When I was 13 i had my first epileptic seizure. It was a bit of a shock for everyone as there seemed to be no history of it in the family. All I really knew about it was a brief storyline in Home & Away and the warnings before programmes about strobe lighting. After having tests and being diagnosed by the doctors I actually felt quite proud of it. The seizures were horrible, obviously but I thought it made me kind of special. It was only as the years went on that I started having issues with it. Finding the right medication for someone is not necessarily an easy process. I have changed my medication several times in 14 years. Either I had horrendous side effects or the medications didn't control my seizures.
When I was younger I always thought that Doctors were Gods and they knew everything. If you had a problem they just give you some magic medicine and it goes away. Growing up I have come to realise that there is still a hell of a lot they don't know. I have seen how much the Doctors knowledge of Epilepsy has grown in just the 14 years I have experienced it but they still only know a small amount.

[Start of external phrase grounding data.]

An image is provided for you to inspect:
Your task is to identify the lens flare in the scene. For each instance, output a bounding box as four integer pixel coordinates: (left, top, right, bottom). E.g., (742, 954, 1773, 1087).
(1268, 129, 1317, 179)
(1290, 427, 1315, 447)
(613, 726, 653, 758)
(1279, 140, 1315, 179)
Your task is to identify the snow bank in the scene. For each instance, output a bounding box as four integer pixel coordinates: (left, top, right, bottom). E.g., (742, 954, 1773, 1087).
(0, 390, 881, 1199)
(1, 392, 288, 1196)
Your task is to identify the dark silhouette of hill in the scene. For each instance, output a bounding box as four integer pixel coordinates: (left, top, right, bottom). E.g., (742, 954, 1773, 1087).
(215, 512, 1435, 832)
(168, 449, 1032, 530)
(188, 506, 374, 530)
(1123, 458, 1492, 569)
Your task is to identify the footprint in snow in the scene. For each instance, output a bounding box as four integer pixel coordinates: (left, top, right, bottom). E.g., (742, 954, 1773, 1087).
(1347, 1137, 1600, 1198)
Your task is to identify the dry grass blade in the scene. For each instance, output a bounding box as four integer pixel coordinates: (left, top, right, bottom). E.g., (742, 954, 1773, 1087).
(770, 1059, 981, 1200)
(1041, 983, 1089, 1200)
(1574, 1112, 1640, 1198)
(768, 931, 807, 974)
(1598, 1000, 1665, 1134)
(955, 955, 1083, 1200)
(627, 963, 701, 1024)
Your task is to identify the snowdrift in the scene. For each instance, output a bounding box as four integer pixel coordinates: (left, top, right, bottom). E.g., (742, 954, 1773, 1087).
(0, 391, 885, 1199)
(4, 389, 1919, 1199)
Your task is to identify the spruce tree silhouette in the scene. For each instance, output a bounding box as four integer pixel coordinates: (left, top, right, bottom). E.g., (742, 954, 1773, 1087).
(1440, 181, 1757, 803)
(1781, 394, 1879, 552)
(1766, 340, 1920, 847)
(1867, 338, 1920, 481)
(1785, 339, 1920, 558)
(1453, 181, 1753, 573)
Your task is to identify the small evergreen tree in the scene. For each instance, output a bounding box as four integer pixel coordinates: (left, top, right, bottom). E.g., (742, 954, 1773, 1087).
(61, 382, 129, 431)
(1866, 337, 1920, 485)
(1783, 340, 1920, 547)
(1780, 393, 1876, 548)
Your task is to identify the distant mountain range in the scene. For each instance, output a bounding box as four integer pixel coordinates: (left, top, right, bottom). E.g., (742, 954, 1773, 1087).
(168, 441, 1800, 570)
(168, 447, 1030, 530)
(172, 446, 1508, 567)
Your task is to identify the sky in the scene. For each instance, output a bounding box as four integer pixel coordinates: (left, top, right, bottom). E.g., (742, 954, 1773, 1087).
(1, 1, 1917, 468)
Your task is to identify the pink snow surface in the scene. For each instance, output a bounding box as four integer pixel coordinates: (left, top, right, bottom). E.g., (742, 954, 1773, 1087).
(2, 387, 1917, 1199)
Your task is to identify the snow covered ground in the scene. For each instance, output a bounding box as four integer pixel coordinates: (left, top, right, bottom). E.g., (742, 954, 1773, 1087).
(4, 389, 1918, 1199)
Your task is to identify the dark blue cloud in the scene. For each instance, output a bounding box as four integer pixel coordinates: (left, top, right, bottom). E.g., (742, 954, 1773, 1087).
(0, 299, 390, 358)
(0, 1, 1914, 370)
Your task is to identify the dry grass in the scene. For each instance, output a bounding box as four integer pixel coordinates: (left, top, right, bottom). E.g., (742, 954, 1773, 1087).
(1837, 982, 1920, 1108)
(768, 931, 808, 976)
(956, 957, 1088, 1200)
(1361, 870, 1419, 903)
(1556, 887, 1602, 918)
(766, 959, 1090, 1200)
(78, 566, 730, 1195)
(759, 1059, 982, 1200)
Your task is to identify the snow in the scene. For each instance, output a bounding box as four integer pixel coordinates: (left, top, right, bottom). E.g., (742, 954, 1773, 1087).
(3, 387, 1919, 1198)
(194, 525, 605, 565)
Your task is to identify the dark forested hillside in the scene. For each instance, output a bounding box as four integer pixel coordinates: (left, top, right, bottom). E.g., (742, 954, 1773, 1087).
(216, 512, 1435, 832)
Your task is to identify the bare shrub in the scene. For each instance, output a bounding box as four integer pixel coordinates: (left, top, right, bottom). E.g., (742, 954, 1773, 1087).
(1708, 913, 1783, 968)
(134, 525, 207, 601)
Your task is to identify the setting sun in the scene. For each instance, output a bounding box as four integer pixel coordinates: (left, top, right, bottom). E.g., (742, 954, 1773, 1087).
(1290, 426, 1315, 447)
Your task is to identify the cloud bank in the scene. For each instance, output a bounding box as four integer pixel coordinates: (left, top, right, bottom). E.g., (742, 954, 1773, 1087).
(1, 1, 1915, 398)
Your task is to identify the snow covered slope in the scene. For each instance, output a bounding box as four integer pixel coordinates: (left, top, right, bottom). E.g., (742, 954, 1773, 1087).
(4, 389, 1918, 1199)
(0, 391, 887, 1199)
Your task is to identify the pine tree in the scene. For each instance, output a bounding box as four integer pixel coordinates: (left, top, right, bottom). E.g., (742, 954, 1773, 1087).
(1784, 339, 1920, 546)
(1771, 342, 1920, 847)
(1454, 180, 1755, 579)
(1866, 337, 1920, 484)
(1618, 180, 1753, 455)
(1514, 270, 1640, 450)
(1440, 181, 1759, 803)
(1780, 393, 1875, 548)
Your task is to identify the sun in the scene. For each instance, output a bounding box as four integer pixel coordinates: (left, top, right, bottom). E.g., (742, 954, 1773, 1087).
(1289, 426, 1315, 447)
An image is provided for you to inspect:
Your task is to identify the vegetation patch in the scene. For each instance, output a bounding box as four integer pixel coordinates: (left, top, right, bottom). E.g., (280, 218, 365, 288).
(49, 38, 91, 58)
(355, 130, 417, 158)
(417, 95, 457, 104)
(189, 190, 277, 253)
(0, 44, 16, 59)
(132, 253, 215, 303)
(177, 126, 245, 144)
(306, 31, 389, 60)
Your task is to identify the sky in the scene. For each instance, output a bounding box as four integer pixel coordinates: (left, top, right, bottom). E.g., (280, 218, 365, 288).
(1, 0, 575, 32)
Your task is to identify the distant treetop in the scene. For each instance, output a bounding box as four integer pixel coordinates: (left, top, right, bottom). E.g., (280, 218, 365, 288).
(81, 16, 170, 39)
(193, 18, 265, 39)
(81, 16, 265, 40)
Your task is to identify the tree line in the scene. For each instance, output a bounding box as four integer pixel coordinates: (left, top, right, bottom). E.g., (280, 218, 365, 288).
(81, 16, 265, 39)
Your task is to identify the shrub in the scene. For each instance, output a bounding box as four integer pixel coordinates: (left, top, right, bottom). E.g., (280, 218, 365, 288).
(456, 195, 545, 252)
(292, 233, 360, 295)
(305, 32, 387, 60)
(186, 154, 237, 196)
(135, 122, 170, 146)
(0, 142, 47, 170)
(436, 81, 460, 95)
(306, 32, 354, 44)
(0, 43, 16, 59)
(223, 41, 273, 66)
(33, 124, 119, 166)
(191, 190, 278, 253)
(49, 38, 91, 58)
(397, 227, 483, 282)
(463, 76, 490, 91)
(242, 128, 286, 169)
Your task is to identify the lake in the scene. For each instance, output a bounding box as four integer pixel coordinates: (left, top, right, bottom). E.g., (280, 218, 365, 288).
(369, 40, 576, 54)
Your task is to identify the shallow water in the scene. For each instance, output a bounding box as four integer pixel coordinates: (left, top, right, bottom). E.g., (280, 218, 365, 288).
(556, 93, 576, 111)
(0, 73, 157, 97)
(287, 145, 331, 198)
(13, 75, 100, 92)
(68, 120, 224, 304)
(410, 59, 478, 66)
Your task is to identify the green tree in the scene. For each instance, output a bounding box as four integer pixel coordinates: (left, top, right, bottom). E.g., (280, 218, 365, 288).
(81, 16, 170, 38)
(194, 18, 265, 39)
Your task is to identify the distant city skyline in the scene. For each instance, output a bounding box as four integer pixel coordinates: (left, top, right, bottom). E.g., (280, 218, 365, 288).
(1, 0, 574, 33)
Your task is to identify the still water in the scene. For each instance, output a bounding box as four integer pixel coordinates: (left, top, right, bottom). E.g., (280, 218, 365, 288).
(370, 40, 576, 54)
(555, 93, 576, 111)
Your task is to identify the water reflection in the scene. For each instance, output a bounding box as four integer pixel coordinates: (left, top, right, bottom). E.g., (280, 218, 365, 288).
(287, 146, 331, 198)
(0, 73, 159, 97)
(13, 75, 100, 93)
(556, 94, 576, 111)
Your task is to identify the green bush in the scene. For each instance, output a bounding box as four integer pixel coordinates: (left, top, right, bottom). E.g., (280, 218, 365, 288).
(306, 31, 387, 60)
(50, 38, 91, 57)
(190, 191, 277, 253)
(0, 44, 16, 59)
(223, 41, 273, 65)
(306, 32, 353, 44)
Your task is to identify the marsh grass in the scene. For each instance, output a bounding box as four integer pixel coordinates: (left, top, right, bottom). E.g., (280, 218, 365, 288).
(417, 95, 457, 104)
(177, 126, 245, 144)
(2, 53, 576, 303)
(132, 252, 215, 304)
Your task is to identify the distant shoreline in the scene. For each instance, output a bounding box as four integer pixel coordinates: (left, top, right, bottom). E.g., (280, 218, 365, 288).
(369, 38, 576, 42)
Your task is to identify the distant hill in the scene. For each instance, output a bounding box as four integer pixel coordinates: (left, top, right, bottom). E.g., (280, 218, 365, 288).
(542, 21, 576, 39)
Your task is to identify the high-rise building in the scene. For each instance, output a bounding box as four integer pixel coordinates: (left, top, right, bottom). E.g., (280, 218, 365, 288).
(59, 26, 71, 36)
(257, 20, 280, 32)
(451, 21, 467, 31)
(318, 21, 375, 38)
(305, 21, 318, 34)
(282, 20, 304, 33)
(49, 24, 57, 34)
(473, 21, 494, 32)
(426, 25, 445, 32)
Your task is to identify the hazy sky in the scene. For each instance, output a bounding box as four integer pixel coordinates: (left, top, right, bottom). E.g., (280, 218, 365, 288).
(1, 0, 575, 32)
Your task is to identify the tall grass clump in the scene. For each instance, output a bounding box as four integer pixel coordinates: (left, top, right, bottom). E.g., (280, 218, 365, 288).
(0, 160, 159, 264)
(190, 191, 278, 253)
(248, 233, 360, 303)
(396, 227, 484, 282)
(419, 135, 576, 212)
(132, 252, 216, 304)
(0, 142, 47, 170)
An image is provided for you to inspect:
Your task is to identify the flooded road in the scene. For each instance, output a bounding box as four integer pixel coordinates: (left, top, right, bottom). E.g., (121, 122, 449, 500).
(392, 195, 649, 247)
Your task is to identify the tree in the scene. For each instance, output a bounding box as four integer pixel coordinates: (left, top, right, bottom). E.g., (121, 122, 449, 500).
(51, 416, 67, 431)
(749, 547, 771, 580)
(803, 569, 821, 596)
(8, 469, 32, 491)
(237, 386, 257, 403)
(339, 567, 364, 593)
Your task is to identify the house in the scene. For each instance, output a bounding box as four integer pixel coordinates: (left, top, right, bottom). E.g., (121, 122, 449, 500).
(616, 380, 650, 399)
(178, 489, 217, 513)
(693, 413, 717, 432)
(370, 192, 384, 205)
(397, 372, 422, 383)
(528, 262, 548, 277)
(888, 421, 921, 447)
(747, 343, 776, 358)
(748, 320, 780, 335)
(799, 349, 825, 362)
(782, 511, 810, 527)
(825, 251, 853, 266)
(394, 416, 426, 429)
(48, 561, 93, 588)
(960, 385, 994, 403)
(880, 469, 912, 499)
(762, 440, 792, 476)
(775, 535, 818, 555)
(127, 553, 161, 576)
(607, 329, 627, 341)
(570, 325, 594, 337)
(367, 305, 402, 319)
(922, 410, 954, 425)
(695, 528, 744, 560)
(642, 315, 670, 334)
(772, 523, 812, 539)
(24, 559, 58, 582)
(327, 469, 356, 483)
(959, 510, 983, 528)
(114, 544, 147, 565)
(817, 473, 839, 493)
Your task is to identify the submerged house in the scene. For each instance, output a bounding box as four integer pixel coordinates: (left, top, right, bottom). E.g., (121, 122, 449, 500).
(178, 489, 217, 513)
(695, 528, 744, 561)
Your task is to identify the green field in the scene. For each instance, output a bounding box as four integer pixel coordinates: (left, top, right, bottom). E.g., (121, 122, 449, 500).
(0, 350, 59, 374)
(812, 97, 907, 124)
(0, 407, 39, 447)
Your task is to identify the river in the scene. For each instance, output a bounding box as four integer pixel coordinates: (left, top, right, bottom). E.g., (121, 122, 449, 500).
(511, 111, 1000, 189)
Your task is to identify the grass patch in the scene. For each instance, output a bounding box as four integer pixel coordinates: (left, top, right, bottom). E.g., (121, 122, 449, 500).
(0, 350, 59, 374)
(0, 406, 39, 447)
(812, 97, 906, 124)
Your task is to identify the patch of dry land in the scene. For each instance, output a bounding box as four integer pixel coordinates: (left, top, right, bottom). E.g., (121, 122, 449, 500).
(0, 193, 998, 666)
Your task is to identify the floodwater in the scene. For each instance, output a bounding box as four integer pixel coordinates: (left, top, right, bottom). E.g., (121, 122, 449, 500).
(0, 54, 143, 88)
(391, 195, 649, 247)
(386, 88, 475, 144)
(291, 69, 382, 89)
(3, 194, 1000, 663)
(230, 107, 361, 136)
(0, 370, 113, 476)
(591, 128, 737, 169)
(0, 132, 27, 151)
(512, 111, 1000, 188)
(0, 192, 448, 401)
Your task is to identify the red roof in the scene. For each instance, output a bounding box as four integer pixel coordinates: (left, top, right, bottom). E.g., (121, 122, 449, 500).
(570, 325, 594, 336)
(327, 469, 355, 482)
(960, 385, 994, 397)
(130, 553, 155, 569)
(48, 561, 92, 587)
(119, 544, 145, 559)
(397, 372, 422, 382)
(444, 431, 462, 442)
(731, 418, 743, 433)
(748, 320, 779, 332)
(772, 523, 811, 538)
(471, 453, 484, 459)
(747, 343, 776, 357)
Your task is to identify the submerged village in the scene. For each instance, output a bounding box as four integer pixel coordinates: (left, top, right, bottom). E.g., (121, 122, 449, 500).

I guess it has taken me along time to realise that my 'brain problems' (as I like to call them) aren't going to go away, but it's finding a balance between controlling the seizures and managing the side effects. It's a pretty tough thing to do but I think going through everything has taken me on an interesting journey in life. I'll be honest, I think some of my best qualities (and worst) are because of what I've been through. I often wonder what my life would have been like if I didn't have Epilepsy. As many difficulties as I have gone through, if I was given a wish to have not had that seizure at 13, I'm not sure I would use it.